The multi-award winning cartoonist Mike Tombs, originally from Coventry in England, has been one of Norway’s most successful, controversial and misunderstood cartoonists for three decades. Outside Norway his work has appeared in Punch, New Statesman and the Observer among others…
(Frustratingly, because I have a feeling he’s now retired and his signature is ‘Mike’ it’s an absolute nightmare trying to find examples of his work to show, so you’ll just have to take my word for it.)

He is a well art-educated craftsman yet readers would often, after screaming “outrage” at his controversial and usually vicious dig at anyone and anything, follow up with an attack on his drawing skills. Failing to understand of course, that had the drawing not been done in such a naive, limited and superbly direct style, their reaction to its message would probably not have been so strong.

I interviewed him once and got a first hand look at how he did it. On his desk were maybe five, six different versions of the same cartoon.
The initial idea was full of detail, the others progressively sparse – ending up with a finished cartoon taking you straight to the point in the most effective and penetrating way.
I try to keep his example in mind when I do my own work, but it’s much harder than it looks.

The introduction of colour to newspaper cartoons adds to that editing challenge.

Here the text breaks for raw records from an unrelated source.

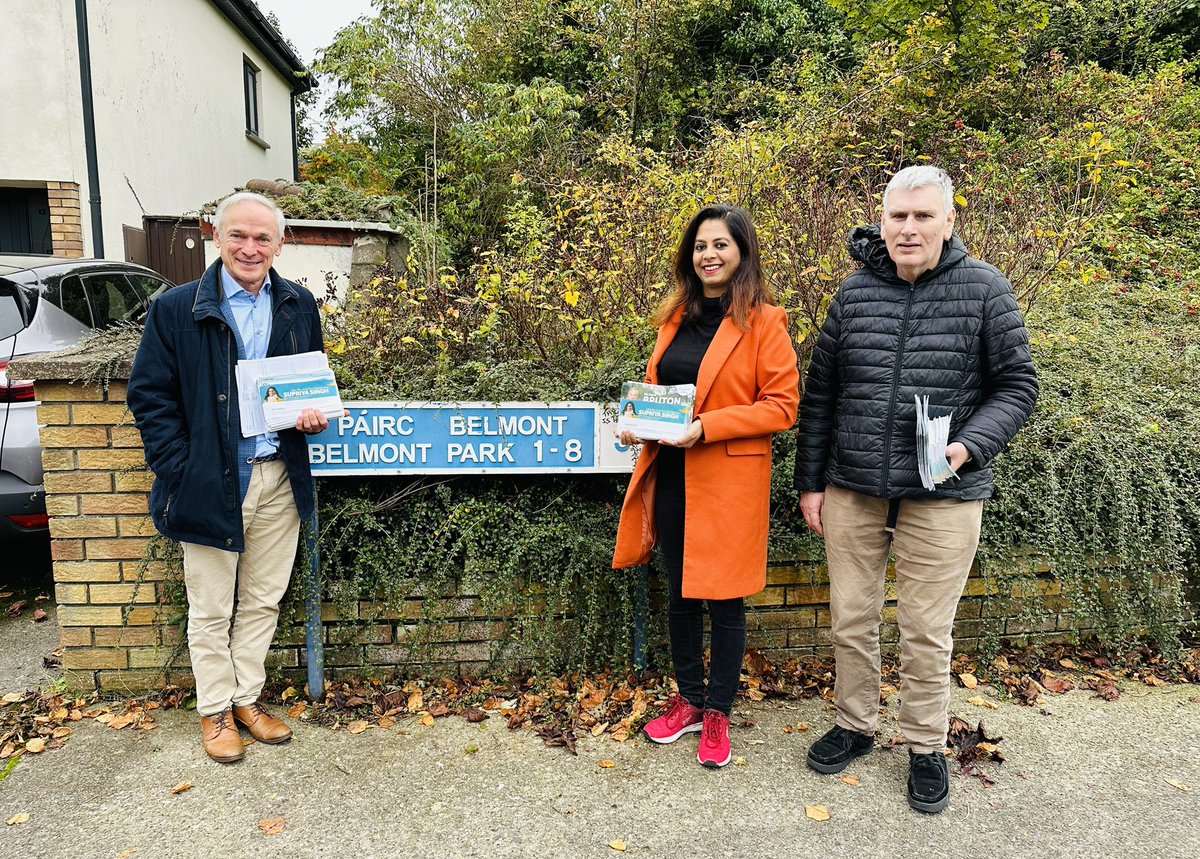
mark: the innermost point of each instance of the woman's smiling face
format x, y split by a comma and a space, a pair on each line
715, 257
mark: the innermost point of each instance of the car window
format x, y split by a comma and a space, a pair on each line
67, 294
10, 316
113, 299
150, 287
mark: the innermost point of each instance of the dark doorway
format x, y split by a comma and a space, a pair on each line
25, 221
174, 247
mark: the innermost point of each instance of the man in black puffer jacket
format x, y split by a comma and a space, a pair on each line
919, 318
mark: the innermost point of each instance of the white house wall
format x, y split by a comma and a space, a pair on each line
41, 120
167, 85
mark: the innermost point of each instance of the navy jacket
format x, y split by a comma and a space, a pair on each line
184, 398
955, 335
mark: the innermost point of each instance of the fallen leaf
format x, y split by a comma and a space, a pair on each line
119, 722
273, 826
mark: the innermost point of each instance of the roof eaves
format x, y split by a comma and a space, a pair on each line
258, 31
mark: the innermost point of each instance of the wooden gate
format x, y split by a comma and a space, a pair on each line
175, 248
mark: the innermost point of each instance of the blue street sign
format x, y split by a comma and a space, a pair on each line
469, 438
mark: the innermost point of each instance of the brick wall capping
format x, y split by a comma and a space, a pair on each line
304, 232
75, 364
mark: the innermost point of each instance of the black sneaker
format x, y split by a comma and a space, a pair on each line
929, 782
834, 751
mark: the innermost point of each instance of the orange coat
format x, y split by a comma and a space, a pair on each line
748, 389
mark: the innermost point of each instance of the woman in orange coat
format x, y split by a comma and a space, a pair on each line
706, 498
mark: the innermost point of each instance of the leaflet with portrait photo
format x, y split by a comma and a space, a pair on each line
250, 400
283, 397
655, 412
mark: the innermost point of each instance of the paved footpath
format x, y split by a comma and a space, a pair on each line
1084, 778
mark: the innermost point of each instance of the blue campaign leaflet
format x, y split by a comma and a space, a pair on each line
285, 397
655, 412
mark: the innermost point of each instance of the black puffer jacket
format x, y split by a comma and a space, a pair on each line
955, 335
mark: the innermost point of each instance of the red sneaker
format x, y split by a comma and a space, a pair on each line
679, 719
714, 739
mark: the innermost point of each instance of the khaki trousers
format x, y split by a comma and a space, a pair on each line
935, 541
228, 648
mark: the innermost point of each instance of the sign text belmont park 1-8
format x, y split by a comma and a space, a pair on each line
469, 438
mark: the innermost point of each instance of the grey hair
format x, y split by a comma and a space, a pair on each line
229, 202
922, 176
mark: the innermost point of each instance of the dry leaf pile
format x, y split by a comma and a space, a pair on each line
35, 722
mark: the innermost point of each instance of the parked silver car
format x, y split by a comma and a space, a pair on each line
48, 304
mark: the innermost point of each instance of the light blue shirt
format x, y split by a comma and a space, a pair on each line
252, 317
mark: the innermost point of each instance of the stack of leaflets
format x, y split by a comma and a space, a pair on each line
273, 391
655, 412
933, 437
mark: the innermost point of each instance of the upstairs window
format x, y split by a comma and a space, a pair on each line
250, 73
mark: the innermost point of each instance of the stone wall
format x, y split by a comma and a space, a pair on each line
120, 622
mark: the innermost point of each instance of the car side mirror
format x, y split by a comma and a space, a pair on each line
12, 312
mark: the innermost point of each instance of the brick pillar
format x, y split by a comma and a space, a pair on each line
113, 614
66, 229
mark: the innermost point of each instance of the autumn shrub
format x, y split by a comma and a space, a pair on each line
1077, 181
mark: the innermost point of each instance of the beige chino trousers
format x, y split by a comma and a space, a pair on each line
935, 541
228, 648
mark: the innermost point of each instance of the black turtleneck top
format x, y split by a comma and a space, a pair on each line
679, 364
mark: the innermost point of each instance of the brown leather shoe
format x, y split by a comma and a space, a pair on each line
221, 738
262, 725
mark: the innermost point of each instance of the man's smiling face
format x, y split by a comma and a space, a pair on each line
916, 226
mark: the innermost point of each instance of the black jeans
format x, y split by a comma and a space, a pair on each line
685, 617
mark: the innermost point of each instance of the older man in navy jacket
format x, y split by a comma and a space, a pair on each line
234, 504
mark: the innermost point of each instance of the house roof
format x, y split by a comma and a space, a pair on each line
258, 31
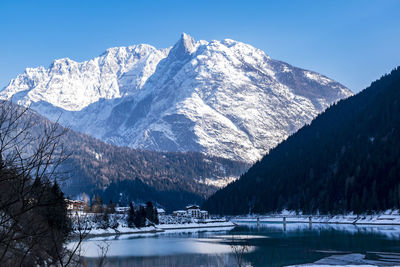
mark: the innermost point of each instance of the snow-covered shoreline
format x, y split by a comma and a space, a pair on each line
385, 218
161, 228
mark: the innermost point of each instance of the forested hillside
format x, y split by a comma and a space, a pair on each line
347, 159
171, 179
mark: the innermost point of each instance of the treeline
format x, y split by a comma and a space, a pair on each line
95, 165
347, 159
34, 225
136, 216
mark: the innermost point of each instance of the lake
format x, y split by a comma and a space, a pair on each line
267, 245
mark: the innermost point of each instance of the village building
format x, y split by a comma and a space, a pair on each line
75, 205
192, 211
160, 212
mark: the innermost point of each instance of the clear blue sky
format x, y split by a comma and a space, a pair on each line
353, 42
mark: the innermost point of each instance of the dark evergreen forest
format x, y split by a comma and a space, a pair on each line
347, 159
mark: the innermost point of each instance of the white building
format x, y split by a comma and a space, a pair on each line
160, 212
192, 211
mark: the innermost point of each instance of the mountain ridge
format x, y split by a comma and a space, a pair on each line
222, 98
346, 160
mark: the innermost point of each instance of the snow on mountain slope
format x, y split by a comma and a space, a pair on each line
223, 98
72, 86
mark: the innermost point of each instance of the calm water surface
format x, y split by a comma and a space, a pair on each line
267, 245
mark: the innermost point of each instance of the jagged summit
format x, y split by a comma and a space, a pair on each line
223, 98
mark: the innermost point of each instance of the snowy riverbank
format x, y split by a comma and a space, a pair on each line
203, 226
385, 218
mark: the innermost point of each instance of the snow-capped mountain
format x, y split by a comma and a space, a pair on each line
223, 98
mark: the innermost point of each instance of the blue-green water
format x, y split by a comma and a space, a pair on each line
267, 245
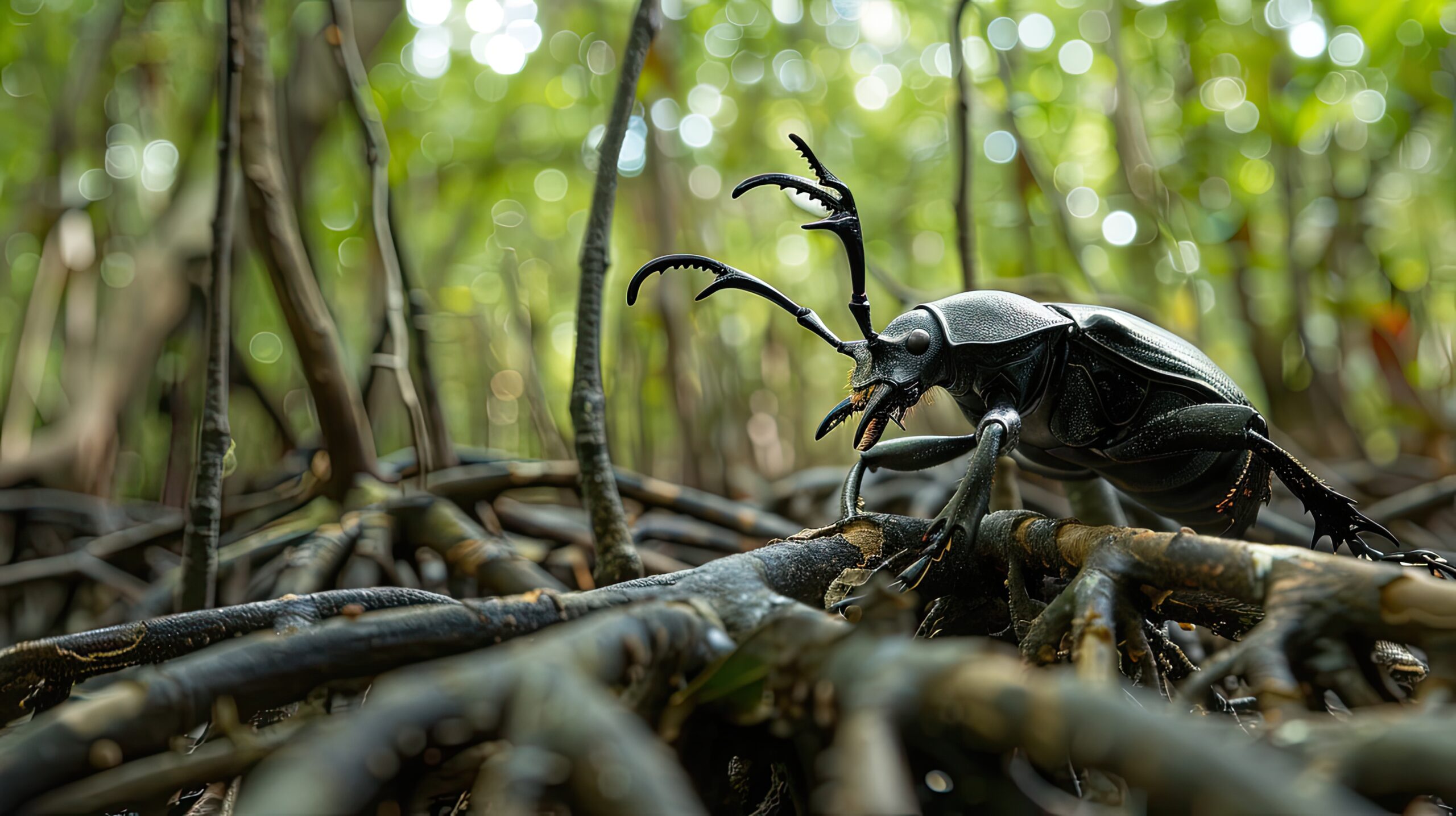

Using a palette which is as concidered as the ‘one line cariacture’, is key, but again it takes confidence to say “he’s suit was grey, but I might paint it red” (to use a poor example) when you’re up against a deadline.

I’m not saying that a cartoon can’t be successful if it’s detailed. There are plenty of examples of cartoonists who can carry it off. Martin Rowson is one example.
There are different styles of storytelling. You might want to lead your readers into the cartoon gradually, with several ‘plots’ and ‘sub plots’, or you might want to hit people between the eyes before they have a chance to defend themselves.

The point is editing.
Editing out the unnecessary information. The objects, colours and text that does nothing but detract from what you’re trying to convey.